Paulo Nascimento disse...

Meu caro amigo!

Você deve se lembrar da discussão entre Parmênides e Heráclito sobre a ontologia do Ser. Parmênides advogava pela imutabilidade do Ser, enquanto Heráclito advogava pela mutação constante: "tudo flui"; "não se entra duas vezes no mesmo rio...". Nessa discussão eu sou declaradamente heraclitiano. Acho que o Ser é constante devir e movimento: metamorfose pura.

Mas uma coisa é a ontologia do Ser, outra coisa é a teontologia. Aqui eu sou mais barthiano que outra coisa. Acho que Deus é alguma coisa "totalmente diferente do mundo". Lutero dizia que "o que se encontra no mundo se oculta de Deus, e o que se oculta do mundo se encontra em Deus".

Minha dificuldade de entender a Deus como um ser mutável baseia-se num impasse lógico, e não teológico. Dizer que Deus é mutável é trazê-lo para o campo da História, onde estão todas as demais criaturas mutáveis. Tenho dificuldades. Acho contraditório de um ponto de vista estritamente lógico.

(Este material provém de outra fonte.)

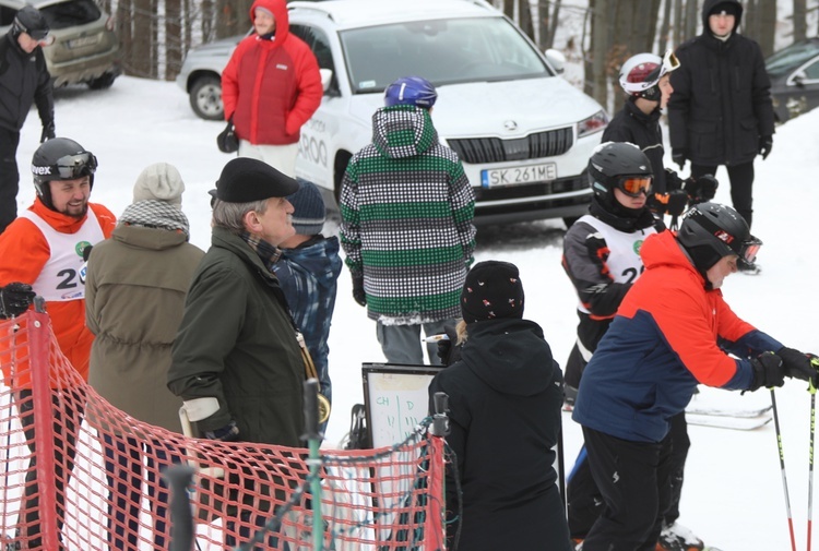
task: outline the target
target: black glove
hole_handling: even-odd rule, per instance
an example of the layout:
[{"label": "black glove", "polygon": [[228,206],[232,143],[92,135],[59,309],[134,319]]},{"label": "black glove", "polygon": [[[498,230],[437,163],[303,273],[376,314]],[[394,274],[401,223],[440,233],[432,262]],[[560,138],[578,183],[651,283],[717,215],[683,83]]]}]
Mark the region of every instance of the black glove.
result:
[{"label": "black glove", "polygon": [[782,364],[782,358],[773,352],[760,354],[751,360],[753,368],[753,382],[749,391],[772,386],[782,386],[785,384],[785,368]]},{"label": "black glove", "polygon": [[773,147],[773,136],[763,135],[759,136],[759,154],[762,155],[762,160],[768,158]]},{"label": "black glove", "polygon": [[449,338],[442,338],[438,342],[437,356],[444,366],[452,366],[461,359],[461,345],[458,345],[458,331],[452,325],[444,325],[443,333]]},{"label": "black glove", "polygon": [[56,136],[54,121],[50,120],[43,124],[43,133],[39,135],[39,143],[44,143],[48,140],[54,140]]},{"label": "black glove", "polygon": [[367,294],[364,292],[364,276],[353,276],[353,298],[360,306],[367,306]]},{"label": "black glove", "polygon": [[34,300],[36,292],[32,286],[19,282],[0,288],[0,318],[8,320],[24,313]]},{"label": "black glove", "polygon": [[236,427],[236,421],[230,421],[219,429],[205,431],[204,436],[207,440],[218,440],[219,442],[236,442],[239,440],[239,428]]},{"label": "black glove", "polygon": [[776,350],[776,356],[782,358],[782,366],[785,368],[785,376],[802,379],[803,381],[812,381],[814,386],[819,382],[819,372],[811,364],[812,355],[800,352],[793,348],[783,346]]},{"label": "black glove", "polygon": [[665,212],[672,216],[679,216],[686,209],[688,204],[688,193],[685,190],[674,190],[668,192],[668,202],[665,204]]},{"label": "black glove", "polygon": [[688,160],[688,157],[689,153],[686,147],[674,147],[672,149],[672,160],[679,166],[680,170],[686,167],[686,160]]}]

Mas me aproximo de você quando creio que as "imagens humanas" acerca de Deus são cambiantes, mutáveis, e filhas da História. Assumir isso é rejeitar que as imagens monárquicas sobre Deus deem vez a absolutismos. Por exemplo, a imagem de Deus como "Abba", como ensinou Jesus, não dá vez a nenhum absolutismo, concordas? A imagem de Deus como "mãe terna" também não. A imagem de Deus como "amigo fiel" também não, etc.

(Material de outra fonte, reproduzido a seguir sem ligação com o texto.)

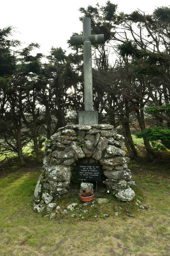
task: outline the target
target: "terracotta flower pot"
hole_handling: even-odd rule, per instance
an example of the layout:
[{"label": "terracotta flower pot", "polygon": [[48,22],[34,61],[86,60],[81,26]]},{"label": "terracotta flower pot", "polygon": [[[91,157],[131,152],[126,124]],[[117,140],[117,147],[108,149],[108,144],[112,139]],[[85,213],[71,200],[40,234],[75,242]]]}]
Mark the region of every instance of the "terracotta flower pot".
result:
[{"label": "terracotta flower pot", "polygon": [[92,194],[92,196],[86,196],[85,197],[84,197],[83,196],[81,196],[80,198],[82,199],[82,201],[83,202],[90,202],[91,201],[92,201],[92,200],[93,199],[93,196],[94,195],[94,194]]}]

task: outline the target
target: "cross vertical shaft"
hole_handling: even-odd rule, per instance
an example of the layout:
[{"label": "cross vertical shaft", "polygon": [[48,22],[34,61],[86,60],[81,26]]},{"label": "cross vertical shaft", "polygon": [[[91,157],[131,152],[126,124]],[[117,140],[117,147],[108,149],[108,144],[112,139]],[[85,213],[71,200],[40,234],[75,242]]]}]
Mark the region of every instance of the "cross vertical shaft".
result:
[{"label": "cross vertical shaft", "polygon": [[90,111],[93,110],[91,43],[88,37],[91,35],[90,19],[84,18],[83,24],[83,36],[86,38],[83,42],[84,110]]},{"label": "cross vertical shaft", "polygon": [[83,20],[83,35],[71,37],[72,45],[83,45],[84,85],[85,111],[79,111],[79,123],[80,124],[98,124],[98,113],[93,106],[93,86],[91,44],[104,42],[104,35],[91,34],[91,23],[90,18]]}]

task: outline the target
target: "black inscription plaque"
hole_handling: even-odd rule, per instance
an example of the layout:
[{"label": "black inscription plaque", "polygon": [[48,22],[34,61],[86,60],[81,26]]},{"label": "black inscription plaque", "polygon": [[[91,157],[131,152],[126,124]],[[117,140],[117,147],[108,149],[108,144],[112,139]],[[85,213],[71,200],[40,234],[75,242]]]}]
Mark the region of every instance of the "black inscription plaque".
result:
[{"label": "black inscription plaque", "polygon": [[101,165],[98,163],[77,164],[78,180],[82,181],[100,181]]}]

Há muitas imagens humanas sobre Deus que são ótimas para influenciar as relações sociais. Mas creio que elas permanecem sendo "imagens humanas", só isso. Deus mesmo, ninguém sabe o que é nem como é.

Abraços!

Neilton Azevedo disse...

Velho amigo Paulo.
Veja bem, acredito que estamos falando mais ou menos a mesma coisa apenas com prismas diferentes. Precebo que a medida que a conversa flui a distancia vai ficando menor. Gostei de idéia trazida por você sobre o conceito do ser a partir da "mutação constante, do "tudo flui" e wm especial da sua opinião de que o ver o Ser como "constante devir e movimento: metamorfose pura". Acho que aqui quase chegamos a um consenso. A sua resistência a aceitar uma possível mutabilidade em Deus se justifica pelo fato de encaramos a mutabilidade como perda de características para adquirir outras até então inexistênte. Acredito que isso se aplica à realidade material, aos seres, não tendo que necessariamente ser verdade em relaçao ao Ser Sagrado. Aquela velha história de ser Jesus o Homem-Deus, que "se torna Homem" sem deixar de ser Deus, divino e humano numa única existência. isso é possível? Se não aceitarmos a mutabilidade em Deus, então estamos sepultando de vez a crença na encarnação (não que isso para mim faça muita diferença)
Por outro lado, é bem verdade que algumas imagens extraidas do texto bíblico não tragam em si elementos absolutistas, tais como Deus como Pai, Mae, Amigo, etc. O problema é que tais imagens não se referem a "quem" Deus é e sim a possíveis formas relacionais, a imagem não parte de Deus parte do homem que vê Deus assim, embora todas as outras imagens tambem sofram da mesma limitação. Acredito que estamos aqui diante da velha divisão dos atributos de Deus sedimentado pela Teologia Sistemática: Atributos Naturais da divindade e Atributos Morais, os primeiro tem a ver com o Ser de Deus, os segundos se referem a sua forma de manifestação.(Embora eu não faça esta distinção)
Agora acredito que você matou a charada quando diz que "Deus mesmo, ninguém sabe o que é nem como é". Concordo ipsis literis com você a acrescento que além de não saber "como é" ninguém sabe "se ele é" ou seja estamos todos num limbo teológico para o qual não há saida. vamos conversando.